Crossing a border is always a somewhat nerve wracking experience, but you don’t normally do it to turn around and come back in to the country you just left 10 minutes later. That’s what I did today…
In Thailand, if you cross the border into another country, you can come right back in and get 15 days on your passport free of charge. It used to be 30 days until a few years ago.
Today, Oct 1, I got my coffee and left Chiang Rai in the morning for a bus bound to Chiang Khong. I couldn’t believe how beautiful the countryside of Chiang Rai province is. After about 21/2 hours of winding through rice fields, little towns, and mountains n the distance I arrived in Chiang Khong.
Chiang Khong is a border town in Northern Thailand on the Mekong River.

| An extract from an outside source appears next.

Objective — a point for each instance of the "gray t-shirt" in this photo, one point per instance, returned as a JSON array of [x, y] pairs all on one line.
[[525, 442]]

Across the river is Laos. I made this border crossing into Laos in April of 2000. So, although things constantly change, I had a little idea of what to expect.
I was picked up on the back of the lovely Maeleewan’s motorbike to go to her guesthouse called Baanrimtaling. It is slightly out of town with a beautiful quiet view of the lazy river. She assured me that the whole crossing experience would just take 1/2 hour and that I had time for lunch first. I ate a delicious vegetarian green curry with Maeleewan, her American boyfriend, and a Peace Corps volunteer friend of theirs. Being stationed in Chiang Khong for the Peace Corps has to be pretty nice we agreed.
Maeleewan let me borrow her one of her bicycles to ride across town to the border crossing. I pedaled through the town as motorbikes and truck whizzed by. I arrived to the border control, got my Thai exit stamp and was off to the muddy riverside where the little boats make the river crossing for 40 baht (about $1.30)
I waited about 5 minutes for some other people to fill up the boats, then we made the 2 minute river crossing and I was in Laos. I have not been to Laos since 2000, and I know that it has gotten money from Japan, Korea, and China for development since then, but I imagine it is still much less developed than Thailand. This is slightly evident at the border.
I was surprised that I needed to pay $36 for the 30 day visa to Laos even though I was only staying for all of 5 minutes. The Lao immigration officer, who was not too pleased with me for only being in his country for a Thai visa, explained that I pay for the visa even if I’m in the country for one minute. Live and learn.
Crossing back into Thailand I wanted to get a 90 day visa, I asked for this in my rudimentary Thai. The immigration official said no and that I got 15 days. I said, 90? and the guard joked with me, “These people get 15 days, but you, maybe 2 days.” I decided to take the 15 days and get out of there. I didn’t know you had to get that processed while out of the country. Another lesson learned. Amount of money it cost to cross back into Thailand with 15 more days on my passport? $0.00.
I was glad to be back in the land of smiles. I think I’ll stay a while…if they let me.